Children of Bodom: Alexi Laiho Discusses Berzerkus Tour
GW I read somewhere that the first Children of Bodom album, Something Wild , is your least favorite because it had too many neoclassical elements. It sounded too much like Yngwie Malmsteen.
LAIHO I wouldn’t say that we sounded like Yngwie. We were pretty fucking far from Malmsteen. But yeah, that classical element is in there, especially in the guitar solos. There was too much of that, and at the time, especially in Europe, every guitar player was doing that thing. I decided I didn’t want to be one of them.
GW It seems to me that each of your albums has gotten progressively harder, in a good way. Each has gotten less dainty and Euro. Your sixth album, Blooddrunk, is the most organic and original sounding.
LAIHO I agree. It came from a more emotional place. It has a lot musical detail, but also a lot of primitive rage. I try not to think about stuff like that when I’m writing music. It’s just been a natural evolution.
GW Using keyboards in metal is always a tricky thing. They tend to make music sound more polite.
LAIHO Polite I’m not into. [laughs] Yeah, you really have to know how to use keyboards right, or else you start sounding like a “European metal guy.”
GW On Blooddrunk, the synthesizers add color without dominating the surface, like they do on some of your earlier records.

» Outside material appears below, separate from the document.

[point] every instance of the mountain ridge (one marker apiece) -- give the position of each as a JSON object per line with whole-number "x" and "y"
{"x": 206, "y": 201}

LAIHO A lot of people ask me, “How come you don’t use as many keyboards as you used to?” I tell them, “We actually have more keyboard parts. They’re just less obvious.”
GW Is that an ongoing conversation that you have with your keyboardist, Janne Wirman?

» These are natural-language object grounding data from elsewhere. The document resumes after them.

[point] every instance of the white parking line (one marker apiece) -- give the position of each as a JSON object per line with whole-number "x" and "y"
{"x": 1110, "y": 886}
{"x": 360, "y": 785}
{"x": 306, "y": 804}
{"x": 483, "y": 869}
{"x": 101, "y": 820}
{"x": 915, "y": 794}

LAIHO You know, we’ve been working together for such a long time. We’re always coming up with keyboard sounds together, and most of the time we’re on the same page. Sometimes it’s cool just to shamelessly ape the Eighties and play big minor chords with a string setting, but more often we’ll try to come up with super-wacky sounds that we just put somewhere in the background. You can feel it, but you can’t necessarily tell what the hell’s going on.
GW Very few American metal bands use keyboards. Is that your Nordic side coming out?
LAIHO I never really thought of it that way. But you’re right—none of my favorite American bands have keyboard players. It’s probably something I picked up from Scandinavian death metal.
GW Does playing with a keyboardist inspire you to play different patterns or scales that you wouldn’t ordinarily think of?
LAIHO It would be pretty strange if it didn’t. Before Janne joined Bodom, he was a straight-up jazz player and wasn’t really into metal that much. I thought that was great and have always encouraged him to play whatever he wants when he solos. I really love it when he plays a bunch of gnarly jazz and classical shit.
GW Who writes the unison and harmonized lines that often appear in your arrangements?
LAIHO I usually do, and more than a few times I’ve totally bummed him out, because I’ll write something from a guitarist’s perspective that just isn’t possible for a keyboardist to play. He always figures something out, though, and then he gets me back. All of the sudden, he’ll throw these arpeggios at me that are barely possible to do on the guitar, and I’ll say, “I don’t know how to do it, but I’ll find a way.” But it’s really cool to get a mission that seems impossible. If something feels like a challenge, it just fucking fuels me up to the point where I can’t sleep at night until I figure it out.
GW Do you ever regret when you’re playing onstage that your songs are so technically demanding?
LAIHO No, it’s not like that. I just practice until I can play whatever I need to play. I’m not saying it’s easy. I’m the front guy, so I’ve gotta sing and engage the audience while playing this impossible shit. I have to work at it.
GW You’re going into the studio soon with producer Matt Hyde [Slayer, Porno for Pyros]. Where do you see your music going with this next record?
LAIHO It’s hard to say at this point. We have a lot written, but all I can say is, this is definitely gonna be heavy. I’d rather not get into it too much, because it’s always too early to tell before it’s recorded. But I’ll tell you, we’re not wimping out.